Paul Gessing asks the question: Where is the line where private contracts are no longer legitimately private?
My short answer is: I don't know. Surely there's a line that says a private contract to enslave oneself IS over the line. I'm not making the case, but I could imagine making boxing over the line, for it's behavior that on a street corner IS illegal, and with good reason.
Freedom of contract is like freedom of speech, in some ways. It's an excellent general rule, but sometimes the specifics get dicey. Freedom of speech does not give one the right to shout fire in a theater, in part because the theater owner doesn't allow it. Nor is one able to use "fighting words" to taunt another citizen.
I am merely saying that -- yes, generally, there should be a right to make contracts among consenting adults. When a contract gets "abusive" in some way -- like slavery is -- establishing certain SPECIFIC rules of law to carve out exceptions seems like a sensible thing. The minimum wage doesn't cut it for me as a specific carve out. I am not persuaded that at $5 or $7 an hour that either is abusive. This issue as currently debated, however, is not well crafted, IMO.

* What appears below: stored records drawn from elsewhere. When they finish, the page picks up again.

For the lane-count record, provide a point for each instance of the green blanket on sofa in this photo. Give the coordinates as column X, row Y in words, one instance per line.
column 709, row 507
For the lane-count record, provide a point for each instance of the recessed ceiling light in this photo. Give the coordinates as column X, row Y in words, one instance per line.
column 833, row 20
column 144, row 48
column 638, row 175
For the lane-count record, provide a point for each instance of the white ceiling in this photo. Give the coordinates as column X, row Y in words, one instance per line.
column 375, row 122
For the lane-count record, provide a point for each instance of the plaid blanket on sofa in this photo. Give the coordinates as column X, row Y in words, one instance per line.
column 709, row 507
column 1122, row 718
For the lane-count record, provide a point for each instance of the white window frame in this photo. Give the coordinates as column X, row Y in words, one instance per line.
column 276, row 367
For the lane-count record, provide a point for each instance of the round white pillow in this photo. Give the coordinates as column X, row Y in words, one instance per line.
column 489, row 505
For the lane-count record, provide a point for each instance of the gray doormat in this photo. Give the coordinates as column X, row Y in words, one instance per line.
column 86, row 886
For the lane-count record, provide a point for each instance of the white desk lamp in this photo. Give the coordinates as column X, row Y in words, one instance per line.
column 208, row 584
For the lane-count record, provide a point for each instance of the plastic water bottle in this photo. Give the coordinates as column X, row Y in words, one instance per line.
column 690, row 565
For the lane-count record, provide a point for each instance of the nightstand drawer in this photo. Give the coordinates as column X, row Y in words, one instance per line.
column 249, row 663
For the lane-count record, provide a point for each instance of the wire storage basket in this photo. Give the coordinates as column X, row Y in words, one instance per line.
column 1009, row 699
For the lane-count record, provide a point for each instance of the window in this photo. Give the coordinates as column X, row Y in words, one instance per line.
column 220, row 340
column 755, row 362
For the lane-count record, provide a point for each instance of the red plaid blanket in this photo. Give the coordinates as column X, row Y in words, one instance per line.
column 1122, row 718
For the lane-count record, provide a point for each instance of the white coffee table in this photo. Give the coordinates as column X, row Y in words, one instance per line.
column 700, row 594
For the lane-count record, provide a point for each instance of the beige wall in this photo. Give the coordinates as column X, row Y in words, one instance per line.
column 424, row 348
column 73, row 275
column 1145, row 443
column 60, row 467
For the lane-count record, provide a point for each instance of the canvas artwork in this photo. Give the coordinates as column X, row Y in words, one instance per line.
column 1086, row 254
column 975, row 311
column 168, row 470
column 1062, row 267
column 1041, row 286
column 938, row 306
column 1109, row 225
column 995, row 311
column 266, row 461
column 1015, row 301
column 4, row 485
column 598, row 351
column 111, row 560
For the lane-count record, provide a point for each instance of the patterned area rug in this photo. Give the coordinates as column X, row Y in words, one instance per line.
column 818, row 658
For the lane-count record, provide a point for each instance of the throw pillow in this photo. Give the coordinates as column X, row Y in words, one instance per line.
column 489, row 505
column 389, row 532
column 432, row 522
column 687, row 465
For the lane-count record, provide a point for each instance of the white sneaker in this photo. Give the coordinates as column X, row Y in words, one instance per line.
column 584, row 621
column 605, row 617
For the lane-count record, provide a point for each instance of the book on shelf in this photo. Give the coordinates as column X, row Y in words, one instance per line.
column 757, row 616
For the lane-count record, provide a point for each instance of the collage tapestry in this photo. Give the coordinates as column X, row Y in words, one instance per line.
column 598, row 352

I don't, however, advocate a $0 minimum wage. That's poor rhetoric, IMO, because to most people, that sure SOUNDS like slavery. There are times when a "benign neglect" approach is called for, and this seems like one of them.
If it's "principled" to advocate the right to enslave oneself, then I suppose I'm not principled, or at least not consistently so. But that approach over-simplifies, I humbly submit.